オレイン酸は主にオリーブオイルに含まれている脂肪酸です。このオレイン酸は小腸に届いて腸を刺激し、スムーズな排便を促す効果があると言われています。
必須脂肪酸のうちのオメガ3(DHA・EPA・α‐リノレン酸)は細胞膜の形成をはじめとして体内で有効な働きをしているほか、腸管免疫の健康維持にも欠かせないと言われているため、きちんと摂らなければなりません。
ケイ素は食物繊維を構成しているミネラルであり、重金属や有害物質を吸着して体外に排出する解毒作用がありますが、水溶性ケイ素には非常に強い抗酸化力があるため、腸内環境をキレイにして、腸内細菌のバランスを整える働きがあります。
消化酵素は食べ物に含まれる三大栄養素(糖質・タンパク質・脂質)を分解する働きがあります。この三大栄養素がきちんと消化されず、消化不良を起こして腸内で停滞してしまうと、異常発酵や腐敗といった現象を起こし、毒素や有害物質を生じさせてしまいますし、悪玉菌を増殖させる原因にもなります。そのため、食事をする際は少食を心がけたり、よく噛んで食べたりすることが、消化酵素の浪費を防ぎ、消化不良を予防することにつながってきます。
酵母とは発酵を生じさせる微生物のことで、ビタミンB群や必須アミノ酸などをはじめとして豊富な栄養素が含まれています。発酵食品の多くは酵母の発酵を利用して作られています。生きたまま腸に届いた場合、腸内細菌のバランスを整える働きをします。

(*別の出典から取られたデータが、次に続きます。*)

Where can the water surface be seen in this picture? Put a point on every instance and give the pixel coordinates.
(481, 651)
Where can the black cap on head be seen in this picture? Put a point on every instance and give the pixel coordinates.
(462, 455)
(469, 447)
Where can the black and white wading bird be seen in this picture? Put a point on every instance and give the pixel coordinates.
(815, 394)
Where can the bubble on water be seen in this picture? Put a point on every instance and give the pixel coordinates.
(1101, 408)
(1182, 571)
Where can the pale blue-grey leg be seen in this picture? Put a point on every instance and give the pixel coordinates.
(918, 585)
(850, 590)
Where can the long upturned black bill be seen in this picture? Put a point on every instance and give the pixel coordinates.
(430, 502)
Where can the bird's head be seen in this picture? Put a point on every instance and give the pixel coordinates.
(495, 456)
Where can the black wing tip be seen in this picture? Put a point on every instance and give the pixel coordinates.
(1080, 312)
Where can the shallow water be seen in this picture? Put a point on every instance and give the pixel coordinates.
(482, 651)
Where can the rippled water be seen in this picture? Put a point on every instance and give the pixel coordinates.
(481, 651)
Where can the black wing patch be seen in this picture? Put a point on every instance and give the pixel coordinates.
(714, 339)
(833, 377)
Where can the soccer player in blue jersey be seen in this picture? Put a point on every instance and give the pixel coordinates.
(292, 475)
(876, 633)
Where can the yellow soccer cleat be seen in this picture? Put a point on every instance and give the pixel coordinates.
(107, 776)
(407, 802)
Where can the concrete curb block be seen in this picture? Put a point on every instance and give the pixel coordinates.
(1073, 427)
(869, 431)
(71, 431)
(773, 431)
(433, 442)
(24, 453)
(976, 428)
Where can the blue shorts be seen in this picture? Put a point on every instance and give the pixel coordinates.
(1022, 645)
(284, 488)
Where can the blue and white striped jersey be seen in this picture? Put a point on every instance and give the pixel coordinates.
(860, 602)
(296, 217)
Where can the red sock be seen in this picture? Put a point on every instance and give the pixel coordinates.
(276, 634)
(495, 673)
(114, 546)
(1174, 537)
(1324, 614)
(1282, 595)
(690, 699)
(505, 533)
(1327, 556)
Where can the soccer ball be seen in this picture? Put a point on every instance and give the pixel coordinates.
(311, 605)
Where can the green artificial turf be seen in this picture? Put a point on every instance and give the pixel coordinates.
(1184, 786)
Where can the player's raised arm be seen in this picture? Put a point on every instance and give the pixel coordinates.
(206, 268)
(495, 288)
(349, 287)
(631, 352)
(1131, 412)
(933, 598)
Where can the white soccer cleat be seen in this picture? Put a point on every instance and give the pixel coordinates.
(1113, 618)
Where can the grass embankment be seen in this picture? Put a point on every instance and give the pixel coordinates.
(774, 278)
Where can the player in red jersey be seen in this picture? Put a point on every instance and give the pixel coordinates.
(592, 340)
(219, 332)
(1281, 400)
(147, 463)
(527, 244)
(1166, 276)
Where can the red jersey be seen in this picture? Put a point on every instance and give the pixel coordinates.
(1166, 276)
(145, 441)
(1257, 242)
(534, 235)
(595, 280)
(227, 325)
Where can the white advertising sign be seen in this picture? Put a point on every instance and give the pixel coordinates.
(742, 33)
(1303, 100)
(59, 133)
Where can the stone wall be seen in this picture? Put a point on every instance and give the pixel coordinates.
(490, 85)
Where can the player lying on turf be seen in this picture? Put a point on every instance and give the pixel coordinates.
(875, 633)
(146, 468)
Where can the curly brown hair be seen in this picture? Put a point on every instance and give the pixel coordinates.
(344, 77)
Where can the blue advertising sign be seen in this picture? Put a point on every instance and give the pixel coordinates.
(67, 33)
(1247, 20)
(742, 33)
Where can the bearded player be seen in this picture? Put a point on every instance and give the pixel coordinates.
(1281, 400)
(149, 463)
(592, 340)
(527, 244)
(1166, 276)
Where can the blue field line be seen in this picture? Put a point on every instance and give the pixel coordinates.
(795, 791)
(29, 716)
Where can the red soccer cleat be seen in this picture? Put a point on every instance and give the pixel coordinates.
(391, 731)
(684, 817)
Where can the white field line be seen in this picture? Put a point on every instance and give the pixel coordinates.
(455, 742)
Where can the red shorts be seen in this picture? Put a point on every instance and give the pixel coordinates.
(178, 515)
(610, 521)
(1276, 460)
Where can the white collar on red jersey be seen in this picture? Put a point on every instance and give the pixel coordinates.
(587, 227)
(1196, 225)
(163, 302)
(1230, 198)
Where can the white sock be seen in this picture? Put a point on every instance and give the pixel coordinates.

またその際、消化酵素も分泌します。役目を終えると善玉菌のエサになります。
必須ミネラルの一種であるマグネシウムには、大腸の水分吸収を妨げ、腸内に水分を増やすことで便を軟らかくする働きがあるとされています。
そのほか、細胞を老化させたりがん化させたりする活性酸素の働きを防ぐファイトケミカルやビタミンCなども、大腸がんを予防する働きがあります。
そのような抗酸化作用をもつファイトケミカルやビタミンCが豊富に含まれている野菜や果物を多く摂るようにすることも、腸内環境にとってはプラスになります。